Un denso simbolismo emana dalla casa della nonna; essa è buia, come un antro, come il ventre; sorge all’ombra di un nocciolo, simbolo del femminile. Entrare è faticoso; Cappuccetto Rosso deve tirare il saliscendi della porta, secondo l’indicazione dell’ava. Ancora una volta la fanciulla riceve un suggerimento da una donna adulta; adulta diventa lei stessa, dopo la morte simbolica dell’infanzia che si consuma in quelle buie viscere. E come adulta viene riconosciuta dalle lavandaie-levatrici che incontra al ritorno; ormai è una donna tra le donne.

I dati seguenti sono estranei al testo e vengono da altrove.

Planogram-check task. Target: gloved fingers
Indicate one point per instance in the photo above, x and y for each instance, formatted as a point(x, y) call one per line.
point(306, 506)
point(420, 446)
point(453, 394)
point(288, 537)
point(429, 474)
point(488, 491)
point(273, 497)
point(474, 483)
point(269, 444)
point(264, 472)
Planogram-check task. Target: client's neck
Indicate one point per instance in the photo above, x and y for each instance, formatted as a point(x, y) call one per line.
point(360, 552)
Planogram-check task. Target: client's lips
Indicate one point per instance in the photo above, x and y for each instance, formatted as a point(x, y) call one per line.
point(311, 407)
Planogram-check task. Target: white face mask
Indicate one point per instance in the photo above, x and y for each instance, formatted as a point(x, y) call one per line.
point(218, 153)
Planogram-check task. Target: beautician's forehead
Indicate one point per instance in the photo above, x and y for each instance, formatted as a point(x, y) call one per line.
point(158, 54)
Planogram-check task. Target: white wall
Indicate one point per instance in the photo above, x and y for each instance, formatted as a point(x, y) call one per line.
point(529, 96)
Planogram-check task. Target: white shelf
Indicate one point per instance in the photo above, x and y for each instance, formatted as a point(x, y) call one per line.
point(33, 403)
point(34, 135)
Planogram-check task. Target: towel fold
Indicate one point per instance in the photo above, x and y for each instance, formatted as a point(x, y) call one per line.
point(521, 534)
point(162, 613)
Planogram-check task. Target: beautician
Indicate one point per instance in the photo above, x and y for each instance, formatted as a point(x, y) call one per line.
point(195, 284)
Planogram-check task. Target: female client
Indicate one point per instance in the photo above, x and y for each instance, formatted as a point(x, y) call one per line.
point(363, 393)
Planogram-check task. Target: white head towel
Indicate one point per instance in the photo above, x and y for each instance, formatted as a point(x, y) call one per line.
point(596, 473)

Secondo una versione del sud della Francia, Cappuccetto entra, con i piedi in avanti, attraverso una gattaiola; un passaggio da uno stretto pertugio che evoca il parto, sia pure al contrario, e la proietta nel regno dei morti. Ella avverte il fascino della sessualità e dell’universo maschile; riconosce il lupo nelle vesti della nonna e di nuovo decide di decidere da sé, di seguire un sentiero divergente. Un sentiero che la porta ad assumere un’identità di genere; ha vissuto il ruolo femminile, si è affacciata a quel mondo omesso, taciuto, nascosto dagli adulti, rinasce nel segno di una sessualità emergente.
![Emma Fenu Emma Fenu](https://oubliettemagazine.com/wp-content/uploads/Emma-Fenu-10-300x204.jpg)
Tornando alle dramatis personae, il lupo rappresenta la personificazione delle divinità del Caos, la cui voracità deriva dal bisogno di riempire il vuoto cosmico che hanno in sé. Con la fiaba antica Cappuccetto Rosso condivide il tema del sacrificio e dello smembramento della divinità, legato all’altro del cannibalismo rituale. Cibandosi delle carni della nonna, la fanciulla ne eredita il potere generativo e diventa la nuova Grande Madre; la società patriarcale prevede una ciclicità per cui le giovani fertili devono spodestare le anziane, ormai improduttive.
Le versioni di Cappuccetto Rosso successive all’affermazione del patriarcato rispondono alla finalità pedagogica di formare giovani donne obbedienti e remissive; donne che devono vivere all’ombra e nell’ombra dell’uomo; donne che non devono oltrepassare il limen della propria casa, della propria famiglia, del ruolo che si impone loro. Esse devono soffocare i propri slanci vitalistici, pena il disonore. Non si tratta esclusivamente di reprimere la propria sessualità ma più ampiamente, la propria vivacità intellettuale, la curiosità, il diritto all’aberrazione, ovvero a decidere in modo autonomo, anche discostandosi dal pensiero dei più.
L’incontro invita a non avere paura di inoltrarsi nel bosco, di guardare il lupo negli occhi, di scorgervi un infinito ignoto. Tra le foglie, tra le ombre, in quello sguardo c’è la chiave per conoscere e per conoscersi.